Get Naked With Me-Part 2

Now that you know why I find Jacqueline Kirby an unexpected gem. I’m going to try an actual critique of my favorite book in the series.

Written in 1989, Naked Once More follows the adventures of Jacqueline Kirby; historical romance novelist, former academic librarian, and snoop in need of a new creative challenge. Writing the sequel to Naked in the Ice hits the spot. The book’s author, Kathleen Darcy, went missing seven years ago and her family moved to have her declared legally dead. Picking up where her critically praised and commercially successful book left off entices Jacqueline. Getting a chance to discover the truth behind Kathleen’s disappearance only add fuel to her desire. To pursue both tasks, Jacqueline moves to the author’s home town of Pine Grove.

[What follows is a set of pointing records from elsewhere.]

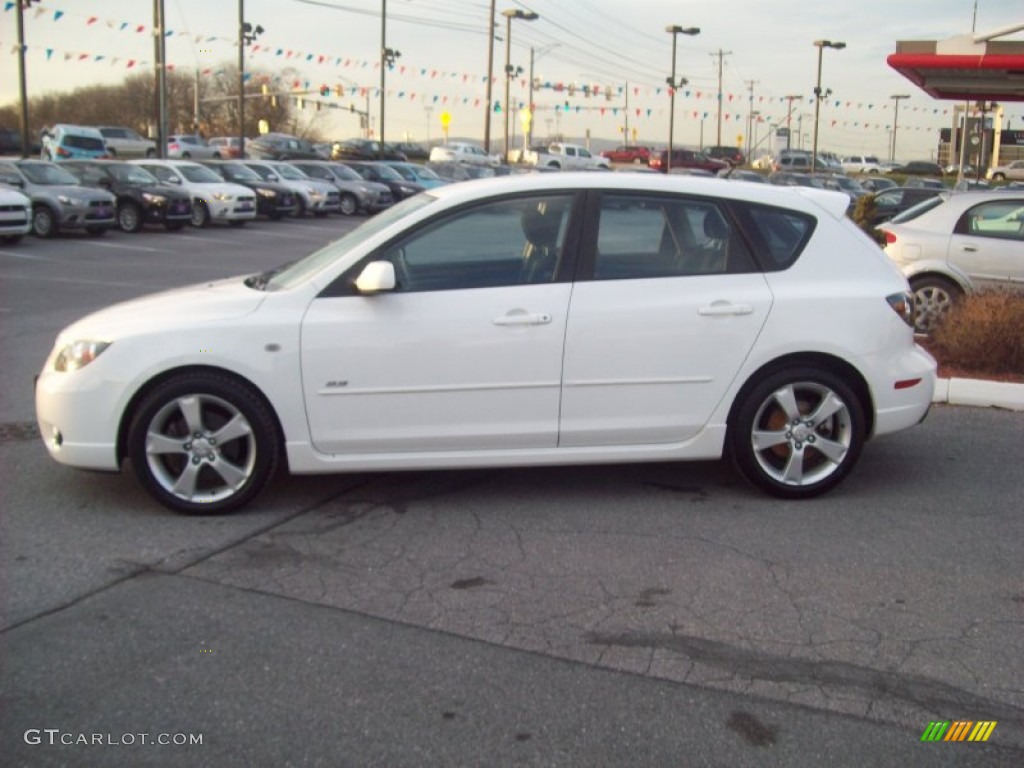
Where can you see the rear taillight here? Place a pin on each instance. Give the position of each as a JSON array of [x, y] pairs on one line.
[[902, 304]]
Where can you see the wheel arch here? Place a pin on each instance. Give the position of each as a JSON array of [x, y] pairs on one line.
[[829, 363], [128, 413]]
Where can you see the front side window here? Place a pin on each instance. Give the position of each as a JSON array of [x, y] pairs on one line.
[[653, 237], [504, 243], [1000, 219]]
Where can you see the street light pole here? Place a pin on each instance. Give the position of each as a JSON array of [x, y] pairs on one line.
[[491, 77], [896, 98], [820, 45], [675, 31], [246, 36], [525, 15]]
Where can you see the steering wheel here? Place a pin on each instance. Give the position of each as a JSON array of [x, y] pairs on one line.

The book presents us with two different authors; the literary fiction writer Kathleen Darcy and Jake, who writes genre fiction. The fly by the seat of your pants style of Kathleen (knows as pansters) and the outline making (planners) like Jacqueline. The self-sacrificing Kathleen and the boundary setting Jake. One can’t help but feel that Peters’ is airing some grievances though Jacqueline. No one comes out unscathed: publishers, agents, writers, readers, or the press. Then you realize you cannot solve this mystery without all these elements and her varied complaints were also clues (plus, a confrontation between Jacqueline and a Tom Clancy type fellow author, while unnecessary, it a whole lot of fun).

Peters gets the details of small town life. The way secrets get kept, the petty jealousies, and the good will. She contrasts these realities wit the needs of a writer and the isolation Kathleen must have felt growing up here. In some ways, this is a mystery about the demands of an artistic life, it’s demands, sacrifices, and compromises made and how writers, particularly women writers, get a raw deal due to social expectations of women. She takes what seems like a saw and turns in into the key to solving the “crime,” making the book more of a why done it over a who done it.

Despite these big ideas, this book is a fun read. Jacqueline’s mouth is a barbed as ever, and the plot moves along at just the right pace. All in all, a well but together genre mystery with bigger ideas that they usually have.